Quando esgotou-se o conteúdo da chaleira, atrevi-me a sussurrar com voz de flauta:
– Meu senhor, ainda não consigo compreendê-lo.
– Bom, explicarei em palavras do seu nível. Aqueles que socavam com a pena as bases dos bons costumes ou do Estado não desconhecem, quero acreditar, que expõem-se a depenar o rosto ao rigor da censura. O feito é inqualificável, mas comporta certas regras de jogo e aquele que as infringe sabe o que faz. Entretanto, vejamos o que acontece quando você aparece na redação com um original que é, por onde quer que se olhe, um caos. Lêem o texto, devolvem-no e dizem para que o coloque onde quiser. Aposto que você sai com a certeza de que foi vítima da censura mais impiedosa. Suponhamos agora o inverossímil. O texto por você submetido não é uma cretinice e o editor o toma em consideração e manda-o à gráfica. Bancas e livrarias o colocarão ao alcance dos incautos. Para você, é um êxito, mas a verdade inescapável, meu estimado jovem, é que o seu original, confuso ou não, passou pelas humilhações da censura. Alguém o analisou, ao menos por cima, alguém o julgou, alguém o descartou ao cesto ou mandou-o à gráfica. Por mais infame que pareça, o acontecimento repete-se continuamente, em todo o jornal, em toda a revista. Sempre nos deparamos com um censor que elege ou descarta. Isso é o que não agüento nem agüentarei. Começa a entender meu critério quando dirigia a folha das quintas-feiras? Nada revisei nem julguei; tudo encontrou lugar no Suplemento. Nestes dias o acaso, na forma de uma súbita herança, permitiram-me finalmente a confecção da Primeira Antologia Aberta da Literatura Nacional. Assessorado pela lista telefônica e outras, dirigi-me a todo animal vivente, inclusive a você, solicitando-lhe que me mande o que der vontade. Observarei, com a maior eqüidade, a ordem alfabética. Fique tranqüilo: tudo sairá em letras de forma, por mais imundo que seja. Não quero retê-lo. Já estou ouvindo, me parece, os apitos do trem que o reintegrará à labuta diária.
Saí talvez pensando que quem diria que essa primeira visita a Gomensoro seria a última. O diálogo cordial com o amigo e mestre não se repetiria noutra ocasião, pelo menos nesta margem do lago Estige. Meses depois o arrebatou a Morte em sua quinta de Maschwitz.
Incompatível com todo ato que envolve um mínimo de escolha, Gomensoro, dizem, embaralhou num tonel os nomes dos colaboradores e nessa rifa saí-me como o agraciado. Pertenceu-me uma fortuna cujo montante superava meus mais brilhantes sonhos de cobiça, sob a única obrigação de publicar com rapidez a antologia completa. Aceitei com a aflição que era de se esperar, e transferi-me para a quinta, que outrora me acolhera, onde cansei de contar espaços cheios de manuscritos que já concluíam a letra C.

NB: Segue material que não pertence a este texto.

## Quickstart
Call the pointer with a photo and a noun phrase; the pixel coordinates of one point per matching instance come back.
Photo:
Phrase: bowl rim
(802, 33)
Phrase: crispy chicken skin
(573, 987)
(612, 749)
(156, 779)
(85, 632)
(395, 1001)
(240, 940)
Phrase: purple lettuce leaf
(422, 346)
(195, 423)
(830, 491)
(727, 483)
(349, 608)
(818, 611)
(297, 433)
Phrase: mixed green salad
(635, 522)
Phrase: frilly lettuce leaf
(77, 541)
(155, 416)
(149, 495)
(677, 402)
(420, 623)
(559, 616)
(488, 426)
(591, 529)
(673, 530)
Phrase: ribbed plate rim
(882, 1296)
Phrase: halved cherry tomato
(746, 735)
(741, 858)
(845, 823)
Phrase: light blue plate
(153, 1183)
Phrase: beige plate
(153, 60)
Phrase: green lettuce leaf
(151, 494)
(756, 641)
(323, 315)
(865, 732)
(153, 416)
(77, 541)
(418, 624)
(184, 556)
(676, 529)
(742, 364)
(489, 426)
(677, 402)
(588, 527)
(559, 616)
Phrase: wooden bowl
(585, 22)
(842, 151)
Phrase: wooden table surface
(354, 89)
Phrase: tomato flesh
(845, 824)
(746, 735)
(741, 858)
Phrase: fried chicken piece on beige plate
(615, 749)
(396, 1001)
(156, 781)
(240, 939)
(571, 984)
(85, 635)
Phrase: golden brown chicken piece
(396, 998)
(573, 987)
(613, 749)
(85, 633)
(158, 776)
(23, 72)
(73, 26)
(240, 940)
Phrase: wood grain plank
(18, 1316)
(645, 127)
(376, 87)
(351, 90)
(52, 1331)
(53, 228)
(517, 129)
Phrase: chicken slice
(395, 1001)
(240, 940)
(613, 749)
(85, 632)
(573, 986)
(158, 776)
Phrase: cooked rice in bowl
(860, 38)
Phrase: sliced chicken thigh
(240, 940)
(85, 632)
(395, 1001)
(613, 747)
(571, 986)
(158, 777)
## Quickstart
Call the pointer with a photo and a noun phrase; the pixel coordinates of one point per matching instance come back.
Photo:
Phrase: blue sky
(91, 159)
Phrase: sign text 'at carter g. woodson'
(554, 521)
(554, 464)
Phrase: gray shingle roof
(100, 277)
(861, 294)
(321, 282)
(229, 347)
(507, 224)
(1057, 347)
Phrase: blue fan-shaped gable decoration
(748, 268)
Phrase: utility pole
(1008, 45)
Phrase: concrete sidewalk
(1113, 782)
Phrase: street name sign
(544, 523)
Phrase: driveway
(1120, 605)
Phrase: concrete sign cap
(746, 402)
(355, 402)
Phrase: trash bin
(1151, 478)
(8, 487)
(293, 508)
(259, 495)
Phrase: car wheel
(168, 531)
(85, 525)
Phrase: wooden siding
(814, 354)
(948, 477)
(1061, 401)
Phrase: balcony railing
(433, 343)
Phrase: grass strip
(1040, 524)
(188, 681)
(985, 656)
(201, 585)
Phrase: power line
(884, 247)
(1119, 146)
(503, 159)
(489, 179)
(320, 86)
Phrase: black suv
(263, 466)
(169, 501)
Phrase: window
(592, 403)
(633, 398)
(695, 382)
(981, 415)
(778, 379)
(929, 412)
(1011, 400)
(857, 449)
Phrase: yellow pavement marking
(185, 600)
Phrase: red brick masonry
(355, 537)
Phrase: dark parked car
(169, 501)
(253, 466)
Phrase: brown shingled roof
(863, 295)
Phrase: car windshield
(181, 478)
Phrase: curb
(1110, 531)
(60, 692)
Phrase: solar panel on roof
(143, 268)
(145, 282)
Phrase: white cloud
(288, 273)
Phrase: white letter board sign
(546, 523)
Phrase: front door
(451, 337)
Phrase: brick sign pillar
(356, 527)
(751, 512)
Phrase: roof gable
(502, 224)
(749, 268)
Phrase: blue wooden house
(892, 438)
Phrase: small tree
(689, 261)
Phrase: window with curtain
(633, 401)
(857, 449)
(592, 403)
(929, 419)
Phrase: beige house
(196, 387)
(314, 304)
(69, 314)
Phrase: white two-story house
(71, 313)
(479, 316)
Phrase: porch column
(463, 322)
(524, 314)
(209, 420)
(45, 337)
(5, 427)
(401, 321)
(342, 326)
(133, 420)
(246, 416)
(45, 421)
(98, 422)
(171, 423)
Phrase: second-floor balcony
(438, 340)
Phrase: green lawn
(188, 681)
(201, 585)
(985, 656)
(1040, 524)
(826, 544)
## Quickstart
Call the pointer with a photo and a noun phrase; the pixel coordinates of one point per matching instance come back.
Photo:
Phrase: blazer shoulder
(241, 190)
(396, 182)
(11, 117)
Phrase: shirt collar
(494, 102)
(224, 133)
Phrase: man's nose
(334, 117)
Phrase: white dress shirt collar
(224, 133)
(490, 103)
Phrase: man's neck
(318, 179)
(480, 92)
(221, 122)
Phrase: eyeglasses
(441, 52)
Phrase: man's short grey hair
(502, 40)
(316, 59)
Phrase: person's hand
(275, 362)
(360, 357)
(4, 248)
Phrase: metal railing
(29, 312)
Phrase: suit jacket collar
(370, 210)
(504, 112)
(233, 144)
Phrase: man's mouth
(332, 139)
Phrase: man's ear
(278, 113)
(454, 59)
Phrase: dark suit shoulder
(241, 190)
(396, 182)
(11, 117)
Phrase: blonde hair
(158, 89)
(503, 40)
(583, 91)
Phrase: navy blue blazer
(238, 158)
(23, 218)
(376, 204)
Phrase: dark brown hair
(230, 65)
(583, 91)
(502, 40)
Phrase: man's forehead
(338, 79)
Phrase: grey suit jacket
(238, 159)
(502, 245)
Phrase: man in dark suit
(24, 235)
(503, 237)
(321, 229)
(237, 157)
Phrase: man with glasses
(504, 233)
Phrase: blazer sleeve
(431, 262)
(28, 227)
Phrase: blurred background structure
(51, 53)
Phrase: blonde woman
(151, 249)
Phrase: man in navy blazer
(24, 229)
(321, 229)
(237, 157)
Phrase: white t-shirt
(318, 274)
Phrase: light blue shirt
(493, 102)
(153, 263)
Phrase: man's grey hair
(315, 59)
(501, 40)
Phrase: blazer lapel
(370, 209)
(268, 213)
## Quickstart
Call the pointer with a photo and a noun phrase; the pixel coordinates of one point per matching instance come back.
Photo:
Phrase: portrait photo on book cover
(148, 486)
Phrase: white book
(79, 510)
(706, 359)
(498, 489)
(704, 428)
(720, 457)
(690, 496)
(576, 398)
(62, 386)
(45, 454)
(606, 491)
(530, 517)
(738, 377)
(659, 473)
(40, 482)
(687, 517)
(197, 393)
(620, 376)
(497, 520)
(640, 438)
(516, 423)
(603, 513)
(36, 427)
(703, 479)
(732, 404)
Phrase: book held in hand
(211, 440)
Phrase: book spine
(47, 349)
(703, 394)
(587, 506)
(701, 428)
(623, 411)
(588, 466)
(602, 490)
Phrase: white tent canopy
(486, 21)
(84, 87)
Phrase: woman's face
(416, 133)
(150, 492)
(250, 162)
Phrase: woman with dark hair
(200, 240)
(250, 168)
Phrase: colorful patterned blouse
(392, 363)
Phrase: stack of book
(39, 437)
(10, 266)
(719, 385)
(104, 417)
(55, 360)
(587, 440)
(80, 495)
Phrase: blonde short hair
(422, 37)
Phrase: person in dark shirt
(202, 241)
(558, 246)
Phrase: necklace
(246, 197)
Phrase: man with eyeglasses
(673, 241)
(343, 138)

Foi como se tivesse sido atingido por um raio, quando conversei com o tipógrafo. A fortuna não bastava para ir, nem em papel de serpentina e letra de lupa, mais além de Añañ!
Já está publicado em brochura todo esse monte de volumes. Os excluídos, de Añañ em diante, têm me enlouquecido com reclamações e protestos. Meu advgoado, o doutor González Baralt, alega em vão, como prova de retidão, que eu também, que começo com B, fiquei de fora, para não dizer nada da impossibilidade material de incluir outras letras. Aconselha-me, neste ínterim, que eu busque refúgio no hotel O Novo Imparcial, com um nome falso.